Vodafone saw growing service revenue in the first half, as the telecoms giant said it hopes to wrap up its merger with mobile network Three by early 2025.

The London-listed company said service revenue rose 1.7% year-on-year to 15.1 billion euros (£12.5 billion) despite a slump in Germany, its biggest market, because of a change in the law.

Vodafone said it expects to complete its tie up with Three UK early next year, as it waits for a final decision on the deal from the competition regulator on December 7.

The merger is expected to be completed in 2025 (PA)
The merger is expected to be completed in 2025 (PA)

The Competition and Markets Authority is investigating the deal, which would create the largest mobile operator in the UK, but has indicated it is likely to get the green light.

“We will continue to constructively engage with the CMA and remain confident that we can work with them to secure approval,” Vodafone said on Tuesday.

The merger forms a part of chief executive Margherita Della Valle’s turnaround plan at the company, which also includes selling businesses in Italy, Spain and other countries.

Vodafone said it reported an operating profit of 2.4 billion euros (£2 billion) in the half ending September, up 28.3% year-on-year, mainly driven by the profit from setting an 18% stake in the Indian telecoms firm Indus Towers.

However, service revenue gains were offset by falling income from its key German business, after the government stopped housing associations from tying TV and rent together earlier this year.

Vodafone said service revenue in Germany fall 6.2% last quarter.

Ms Della Valle said the company is making “good progress” on the turnaround plan, with approvals for the Three merger and the disposal of its Italian business “nearing conclusion”.

“These will complete our programme to reshape the group for growth.”

She added: “We delivered good performances across our markets, with the exception of Germany, where we have been impacted as expected by the TV law change.

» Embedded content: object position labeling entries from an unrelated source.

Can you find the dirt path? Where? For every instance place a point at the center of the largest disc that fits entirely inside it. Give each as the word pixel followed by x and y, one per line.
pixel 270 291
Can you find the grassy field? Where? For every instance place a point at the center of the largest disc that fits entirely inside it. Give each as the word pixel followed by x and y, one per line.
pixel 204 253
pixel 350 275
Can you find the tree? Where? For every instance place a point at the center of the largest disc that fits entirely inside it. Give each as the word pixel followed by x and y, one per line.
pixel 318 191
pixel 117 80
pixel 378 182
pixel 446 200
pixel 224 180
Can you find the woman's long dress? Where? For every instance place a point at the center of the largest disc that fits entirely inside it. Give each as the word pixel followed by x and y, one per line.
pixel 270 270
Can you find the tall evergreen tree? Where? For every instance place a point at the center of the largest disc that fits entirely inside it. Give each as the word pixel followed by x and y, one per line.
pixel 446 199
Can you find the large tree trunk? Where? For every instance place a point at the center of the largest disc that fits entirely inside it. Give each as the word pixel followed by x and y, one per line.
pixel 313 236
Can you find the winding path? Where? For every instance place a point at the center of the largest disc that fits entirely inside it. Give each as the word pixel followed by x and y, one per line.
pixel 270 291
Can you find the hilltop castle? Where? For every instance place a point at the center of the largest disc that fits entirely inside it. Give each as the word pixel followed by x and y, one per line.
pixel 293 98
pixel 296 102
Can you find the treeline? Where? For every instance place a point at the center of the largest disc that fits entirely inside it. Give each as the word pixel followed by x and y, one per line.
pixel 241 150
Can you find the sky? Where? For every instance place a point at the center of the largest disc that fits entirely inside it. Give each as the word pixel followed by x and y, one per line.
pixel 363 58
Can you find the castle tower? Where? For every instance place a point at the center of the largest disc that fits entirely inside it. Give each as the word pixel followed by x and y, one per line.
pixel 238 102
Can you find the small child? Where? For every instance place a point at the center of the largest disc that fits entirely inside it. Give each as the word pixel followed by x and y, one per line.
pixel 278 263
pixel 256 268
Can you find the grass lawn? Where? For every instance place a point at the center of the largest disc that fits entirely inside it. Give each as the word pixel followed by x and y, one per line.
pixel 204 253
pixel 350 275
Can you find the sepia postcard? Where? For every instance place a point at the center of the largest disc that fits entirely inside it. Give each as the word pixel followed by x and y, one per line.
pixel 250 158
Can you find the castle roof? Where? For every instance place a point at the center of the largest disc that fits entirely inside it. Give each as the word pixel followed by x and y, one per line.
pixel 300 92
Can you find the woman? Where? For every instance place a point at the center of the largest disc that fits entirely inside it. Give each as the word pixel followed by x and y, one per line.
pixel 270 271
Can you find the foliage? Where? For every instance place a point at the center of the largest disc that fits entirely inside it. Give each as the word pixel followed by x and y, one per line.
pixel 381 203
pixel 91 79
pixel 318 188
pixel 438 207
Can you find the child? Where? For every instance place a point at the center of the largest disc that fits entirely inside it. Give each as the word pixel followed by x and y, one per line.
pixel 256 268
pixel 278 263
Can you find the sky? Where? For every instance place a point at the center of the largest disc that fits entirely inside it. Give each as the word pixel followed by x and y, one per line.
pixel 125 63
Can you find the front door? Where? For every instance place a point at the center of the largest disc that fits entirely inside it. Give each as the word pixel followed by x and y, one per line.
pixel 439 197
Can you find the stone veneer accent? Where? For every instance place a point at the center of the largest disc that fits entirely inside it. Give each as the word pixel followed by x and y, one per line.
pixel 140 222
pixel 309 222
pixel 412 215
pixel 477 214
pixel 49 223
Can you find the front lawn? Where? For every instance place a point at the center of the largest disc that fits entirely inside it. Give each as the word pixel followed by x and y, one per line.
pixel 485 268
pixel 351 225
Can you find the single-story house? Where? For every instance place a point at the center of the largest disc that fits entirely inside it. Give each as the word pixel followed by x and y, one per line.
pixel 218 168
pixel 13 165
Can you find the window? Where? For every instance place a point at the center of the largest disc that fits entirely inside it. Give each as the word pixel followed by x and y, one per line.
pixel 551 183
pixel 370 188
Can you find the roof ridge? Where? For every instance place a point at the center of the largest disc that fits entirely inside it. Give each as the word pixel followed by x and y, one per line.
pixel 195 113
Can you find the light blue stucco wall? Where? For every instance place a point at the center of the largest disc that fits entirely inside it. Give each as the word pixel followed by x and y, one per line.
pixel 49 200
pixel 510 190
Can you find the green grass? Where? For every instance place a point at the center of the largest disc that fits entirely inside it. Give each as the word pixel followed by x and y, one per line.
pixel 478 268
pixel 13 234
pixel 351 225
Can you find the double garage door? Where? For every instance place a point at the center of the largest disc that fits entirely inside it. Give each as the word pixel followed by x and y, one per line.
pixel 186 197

“I am confident that the actions we are taking will deliver growth for Vodafone this year and a further acceleration into FY26.”

Matt Britzman, senior equity analyst at Hargreaves Lansdown, said the group “continues to face several challenges before it can hope to call this turnaround complete, from major portfolio actions to persistently weak performance in the key German market”.

“The portfolio clean-up is well under way, with the Spanish unit out of the picture and Italian soon to follow, but investors will need to settle for a lower dividend level moving forward.”